But how does the franchise go about converting someone who hasn’t ever ventured beyond their smartphone camera to a successful studio photographer? Potential franchisees are welcome to attend one of of their photographic courses on a no-commitment basis, allowing them to get a feel for the enterprise and meet other franchisees. After that photographers are taught via training sessions – either two a week for three months or one a week for six months. There is also a fast-track option, which provides additional one-to-one training for those wanting to hit the ground running. “The method we use is one that Brian and I constituted together and refined over the years and is incredibly effective,” Coe remarks.
A bold claim but one that Coe can back up. “An example was Sebastien Bullinger who opened in the beginning of August. He was a chef, and he made £7,000 in his first month,” details Coe. Bullinger is an excellent example of the effectiveness of their training and the business’s ability to produce results, regardless of prior experience. “He is very good. Originally, he didn’t know anything about photography, but he’s got a real flair.”
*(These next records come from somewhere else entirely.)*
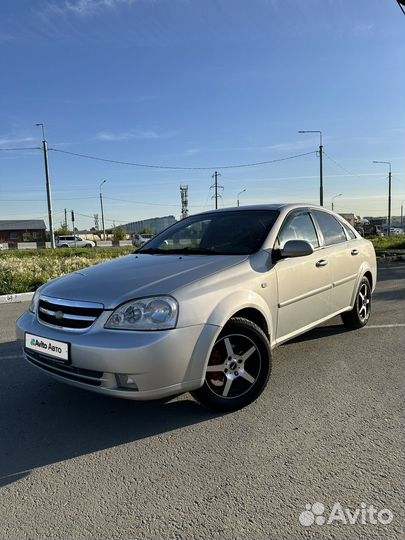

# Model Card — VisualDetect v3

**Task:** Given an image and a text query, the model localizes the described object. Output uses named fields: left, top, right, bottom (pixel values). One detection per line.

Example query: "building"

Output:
left=123, top=216, right=177, bottom=234
left=0, top=219, right=46, bottom=244
left=339, top=214, right=356, bottom=227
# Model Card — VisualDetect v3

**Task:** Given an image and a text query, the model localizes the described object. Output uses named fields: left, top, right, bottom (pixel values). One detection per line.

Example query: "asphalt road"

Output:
left=0, top=263, right=405, bottom=540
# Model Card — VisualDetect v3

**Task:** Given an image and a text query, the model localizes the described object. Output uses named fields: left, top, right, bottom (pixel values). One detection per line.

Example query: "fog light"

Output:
left=116, top=373, right=138, bottom=390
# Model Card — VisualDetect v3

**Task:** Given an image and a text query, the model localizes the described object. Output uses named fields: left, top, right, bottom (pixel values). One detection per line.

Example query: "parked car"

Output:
left=132, top=233, right=149, bottom=247
left=17, top=204, right=376, bottom=411
left=55, top=236, right=96, bottom=248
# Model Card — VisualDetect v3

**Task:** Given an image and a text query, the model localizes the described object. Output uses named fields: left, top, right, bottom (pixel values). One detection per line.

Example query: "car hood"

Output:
left=41, top=254, right=247, bottom=309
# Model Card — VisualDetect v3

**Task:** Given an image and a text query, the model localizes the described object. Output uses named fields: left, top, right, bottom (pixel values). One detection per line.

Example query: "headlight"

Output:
left=29, top=287, right=41, bottom=313
left=104, top=296, right=178, bottom=330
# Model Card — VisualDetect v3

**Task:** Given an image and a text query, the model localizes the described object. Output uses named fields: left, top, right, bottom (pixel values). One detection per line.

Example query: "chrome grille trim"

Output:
left=39, top=307, right=97, bottom=322
left=37, top=295, right=104, bottom=331
left=39, top=294, right=104, bottom=309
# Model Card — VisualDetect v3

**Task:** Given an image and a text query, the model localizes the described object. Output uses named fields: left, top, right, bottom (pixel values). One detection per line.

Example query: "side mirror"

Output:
left=281, top=240, right=314, bottom=259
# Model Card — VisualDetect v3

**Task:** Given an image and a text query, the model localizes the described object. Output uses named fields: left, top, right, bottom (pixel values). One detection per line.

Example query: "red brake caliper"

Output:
left=209, top=349, right=225, bottom=386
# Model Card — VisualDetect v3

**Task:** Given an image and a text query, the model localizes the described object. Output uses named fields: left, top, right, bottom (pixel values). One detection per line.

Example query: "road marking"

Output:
left=364, top=323, right=405, bottom=328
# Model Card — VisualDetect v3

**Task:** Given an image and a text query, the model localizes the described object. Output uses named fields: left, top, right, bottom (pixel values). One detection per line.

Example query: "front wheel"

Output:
left=191, top=317, right=271, bottom=411
left=342, top=277, right=371, bottom=329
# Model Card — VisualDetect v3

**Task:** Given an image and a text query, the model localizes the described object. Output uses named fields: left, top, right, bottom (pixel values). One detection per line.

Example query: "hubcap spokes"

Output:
left=357, top=283, right=370, bottom=321
left=206, top=334, right=261, bottom=398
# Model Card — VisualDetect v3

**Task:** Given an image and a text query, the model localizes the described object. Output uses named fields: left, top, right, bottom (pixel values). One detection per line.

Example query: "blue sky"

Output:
left=0, top=0, right=405, bottom=228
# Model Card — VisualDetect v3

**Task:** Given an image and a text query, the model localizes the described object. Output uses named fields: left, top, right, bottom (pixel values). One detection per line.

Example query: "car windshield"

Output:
left=138, top=210, right=278, bottom=255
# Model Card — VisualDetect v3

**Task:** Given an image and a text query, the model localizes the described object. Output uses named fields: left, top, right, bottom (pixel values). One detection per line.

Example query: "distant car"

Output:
left=17, top=204, right=377, bottom=411
left=132, top=233, right=149, bottom=247
left=56, top=236, right=96, bottom=248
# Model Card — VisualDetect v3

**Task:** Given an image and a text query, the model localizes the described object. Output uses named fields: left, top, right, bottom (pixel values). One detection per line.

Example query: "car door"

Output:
left=311, top=210, right=357, bottom=314
left=275, top=209, right=332, bottom=341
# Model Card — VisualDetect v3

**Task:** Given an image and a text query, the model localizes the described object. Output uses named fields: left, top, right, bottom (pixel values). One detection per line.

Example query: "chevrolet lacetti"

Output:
left=17, top=204, right=376, bottom=411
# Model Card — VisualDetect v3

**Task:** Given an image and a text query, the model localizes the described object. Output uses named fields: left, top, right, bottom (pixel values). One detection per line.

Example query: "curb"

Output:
left=0, top=293, right=34, bottom=304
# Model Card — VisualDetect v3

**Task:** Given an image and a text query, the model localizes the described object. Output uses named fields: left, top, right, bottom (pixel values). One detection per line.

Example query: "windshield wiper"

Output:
left=137, top=247, right=221, bottom=255
left=135, top=248, right=167, bottom=255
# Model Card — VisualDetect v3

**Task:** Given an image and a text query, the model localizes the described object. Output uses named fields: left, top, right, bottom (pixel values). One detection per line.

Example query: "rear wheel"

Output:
left=342, top=277, right=371, bottom=329
left=192, top=317, right=271, bottom=411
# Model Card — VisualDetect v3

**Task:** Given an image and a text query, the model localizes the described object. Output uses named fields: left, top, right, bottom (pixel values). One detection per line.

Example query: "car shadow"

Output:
left=285, top=318, right=353, bottom=345
left=0, top=342, right=219, bottom=487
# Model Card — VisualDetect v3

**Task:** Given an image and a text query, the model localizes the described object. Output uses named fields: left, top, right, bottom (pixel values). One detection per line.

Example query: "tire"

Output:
left=191, top=317, right=271, bottom=412
left=341, top=277, right=371, bottom=329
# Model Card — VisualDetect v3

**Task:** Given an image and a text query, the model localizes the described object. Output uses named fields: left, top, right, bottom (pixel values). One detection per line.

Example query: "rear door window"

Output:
left=312, top=210, right=347, bottom=246
left=278, top=212, right=319, bottom=249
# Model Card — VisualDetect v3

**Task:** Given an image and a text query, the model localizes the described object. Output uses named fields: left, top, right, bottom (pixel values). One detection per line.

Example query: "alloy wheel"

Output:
left=206, top=334, right=261, bottom=399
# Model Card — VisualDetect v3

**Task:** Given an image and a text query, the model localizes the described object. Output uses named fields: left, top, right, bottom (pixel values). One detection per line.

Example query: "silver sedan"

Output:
left=17, top=204, right=376, bottom=411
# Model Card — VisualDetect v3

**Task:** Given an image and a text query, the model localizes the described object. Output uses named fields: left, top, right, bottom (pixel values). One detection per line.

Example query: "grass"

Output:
left=0, top=247, right=135, bottom=294
left=370, top=236, right=405, bottom=249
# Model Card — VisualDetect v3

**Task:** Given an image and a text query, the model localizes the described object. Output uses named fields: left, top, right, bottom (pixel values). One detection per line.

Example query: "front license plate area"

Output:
left=25, top=332, right=70, bottom=364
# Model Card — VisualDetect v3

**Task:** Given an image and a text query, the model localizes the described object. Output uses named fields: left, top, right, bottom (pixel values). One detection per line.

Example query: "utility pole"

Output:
left=210, top=171, right=224, bottom=210
left=298, top=130, right=323, bottom=206
left=100, top=180, right=107, bottom=240
left=373, top=161, right=392, bottom=236
left=180, top=186, right=188, bottom=219
left=35, top=123, right=55, bottom=249
left=236, top=188, right=247, bottom=206
left=72, top=210, right=77, bottom=247
left=332, top=193, right=343, bottom=212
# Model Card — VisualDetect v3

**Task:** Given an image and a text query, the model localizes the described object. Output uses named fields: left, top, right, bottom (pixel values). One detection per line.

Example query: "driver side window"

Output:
left=277, top=213, right=319, bottom=249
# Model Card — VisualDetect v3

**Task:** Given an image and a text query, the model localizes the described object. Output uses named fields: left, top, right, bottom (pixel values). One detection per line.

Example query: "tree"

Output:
left=55, top=223, right=70, bottom=236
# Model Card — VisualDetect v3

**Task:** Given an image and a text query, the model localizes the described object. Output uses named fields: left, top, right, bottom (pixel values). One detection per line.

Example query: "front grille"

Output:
left=38, top=296, right=104, bottom=330
left=25, top=349, right=103, bottom=386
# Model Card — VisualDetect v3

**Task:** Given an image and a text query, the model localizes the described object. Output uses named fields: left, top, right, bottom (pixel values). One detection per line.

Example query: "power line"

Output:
left=49, top=148, right=316, bottom=171
left=0, top=146, right=42, bottom=152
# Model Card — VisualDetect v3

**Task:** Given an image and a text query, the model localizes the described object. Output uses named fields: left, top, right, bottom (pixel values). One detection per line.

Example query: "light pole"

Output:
left=35, top=123, right=55, bottom=249
left=373, top=161, right=392, bottom=236
left=298, top=130, right=323, bottom=206
left=332, top=193, right=343, bottom=212
left=236, top=188, right=247, bottom=206
left=99, top=180, right=107, bottom=240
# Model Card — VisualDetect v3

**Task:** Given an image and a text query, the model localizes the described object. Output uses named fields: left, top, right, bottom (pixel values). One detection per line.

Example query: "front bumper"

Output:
left=17, top=311, right=220, bottom=400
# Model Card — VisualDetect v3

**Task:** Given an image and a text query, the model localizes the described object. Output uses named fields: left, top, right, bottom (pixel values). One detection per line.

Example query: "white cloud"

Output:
left=47, top=0, right=135, bottom=17
left=0, top=137, right=35, bottom=146
left=96, top=130, right=175, bottom=142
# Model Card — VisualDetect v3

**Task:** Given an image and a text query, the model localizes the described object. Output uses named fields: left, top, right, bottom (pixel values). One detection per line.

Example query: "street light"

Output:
left=236, top=188, right=247, bottom=206
left=298, top=130, right=323, bottom=206
left=35, top=123, right=55, bottom=248
left=99, top=180, right=107, bottom=240
left=373, top=161, right=392, bottom=236
left=332, top=193, right=343, bottom=212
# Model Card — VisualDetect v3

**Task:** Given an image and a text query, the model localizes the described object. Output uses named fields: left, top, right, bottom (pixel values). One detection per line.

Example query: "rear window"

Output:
left=312, top=210, right=347, bottom=246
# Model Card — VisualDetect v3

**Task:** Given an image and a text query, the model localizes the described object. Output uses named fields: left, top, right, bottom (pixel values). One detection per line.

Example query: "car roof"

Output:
left=194, top=203, right=327, bottom=214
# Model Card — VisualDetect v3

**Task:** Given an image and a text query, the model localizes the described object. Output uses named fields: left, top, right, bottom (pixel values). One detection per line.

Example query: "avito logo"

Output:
left=31, top=338, right=48, bottom=349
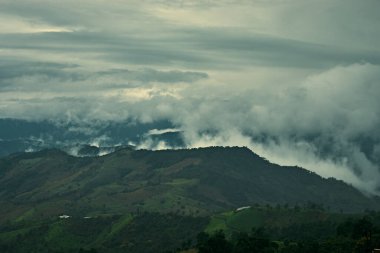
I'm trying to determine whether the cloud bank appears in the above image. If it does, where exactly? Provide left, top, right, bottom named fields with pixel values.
left=0, top=0, right=380, bottom=194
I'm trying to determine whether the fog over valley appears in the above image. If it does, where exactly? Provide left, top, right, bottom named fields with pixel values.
left=0, top=0, right=380, bottom=195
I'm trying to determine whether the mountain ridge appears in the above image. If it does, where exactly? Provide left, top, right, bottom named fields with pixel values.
left=0, top=147, right=380, bottom=225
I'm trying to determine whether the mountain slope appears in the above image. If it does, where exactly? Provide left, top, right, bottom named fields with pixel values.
left=0, top=147, right=379, bottom=221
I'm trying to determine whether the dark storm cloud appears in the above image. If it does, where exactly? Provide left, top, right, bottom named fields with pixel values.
left=0, top=0, right=380, bottom=194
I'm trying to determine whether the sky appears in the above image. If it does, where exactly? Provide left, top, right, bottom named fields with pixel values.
left=0, top=0, right=380, bottom=195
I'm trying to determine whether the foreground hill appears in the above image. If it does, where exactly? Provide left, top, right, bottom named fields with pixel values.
left=0, top=147, right=379, bottom=222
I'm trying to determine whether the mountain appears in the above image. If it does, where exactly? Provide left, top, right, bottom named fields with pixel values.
left=0, top=118, right=184, bottom=157
left=0, top=147, right=380, bottom=225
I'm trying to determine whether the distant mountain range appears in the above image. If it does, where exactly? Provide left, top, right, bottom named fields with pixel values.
left=0, top=147, right=380, bottom=225
left=0, top=118, right=184, bottom=157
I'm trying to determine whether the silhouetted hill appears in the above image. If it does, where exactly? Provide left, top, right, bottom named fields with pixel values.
left=0, top=147, right=379, bottom=225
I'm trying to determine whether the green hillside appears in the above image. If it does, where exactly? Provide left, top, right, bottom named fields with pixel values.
left=0, top=147, right=380, bottom=223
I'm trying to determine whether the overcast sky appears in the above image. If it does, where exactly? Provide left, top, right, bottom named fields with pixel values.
left=0, top=0, right=380, bottom=193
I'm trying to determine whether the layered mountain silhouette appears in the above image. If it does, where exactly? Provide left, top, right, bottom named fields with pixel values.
left=0, top=147, right=380, bottom=221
It makes a wonderful story, being able to produce talented photographers from people’s innate skills, but to most people it would seem like something of a gamble, attaching their brand to people with no prior experience. Fortunately Barrett & Coe has plenty of systems to ensure that franchisees feel supported and customers remain happy with the quality of their photos. Not only do franchisees receive additional training when they’re starting out, covering every aspect of the business, but they receive a visit from Elaine Shepard, formerly one of Venture Photography’s most successful managers. “She will go round to each studio,” says Coe. “She’ll advise on design. She’ll do a studio audit. She’ll train them in all the sales processes and the business processes.”
Not only this but franchisees are engaged in inter-franchise quality competitions and results are published not only on a closed Facebook page but also publicly on Barrett & Coe’s blog. Finally, after the photographs are processed at Loxley in Glasgow, the results are all sent back via the central offices. “We then look at them for quality,” Coe says. “If we have any issues we will ring the franchisee concerned and take appropriate action; if they need extra training or just talking through something.” Once the images have been through this quality control, they are returned to the franchise so the results can be handed on to the consumer.
But, of course, a picture is worth a thousand words and while we can describe the effectiveness of the training, it is easier to simply see for yourself. And, as is evinced by these images, Barrett & Coe’s training produces some truly memorable results. Whether you’re a newbie who has always fancied the idea of getting into photography or a betrothed couple looking for someone to commemorate your special day, you could do a lot worse than Barrett & Coe.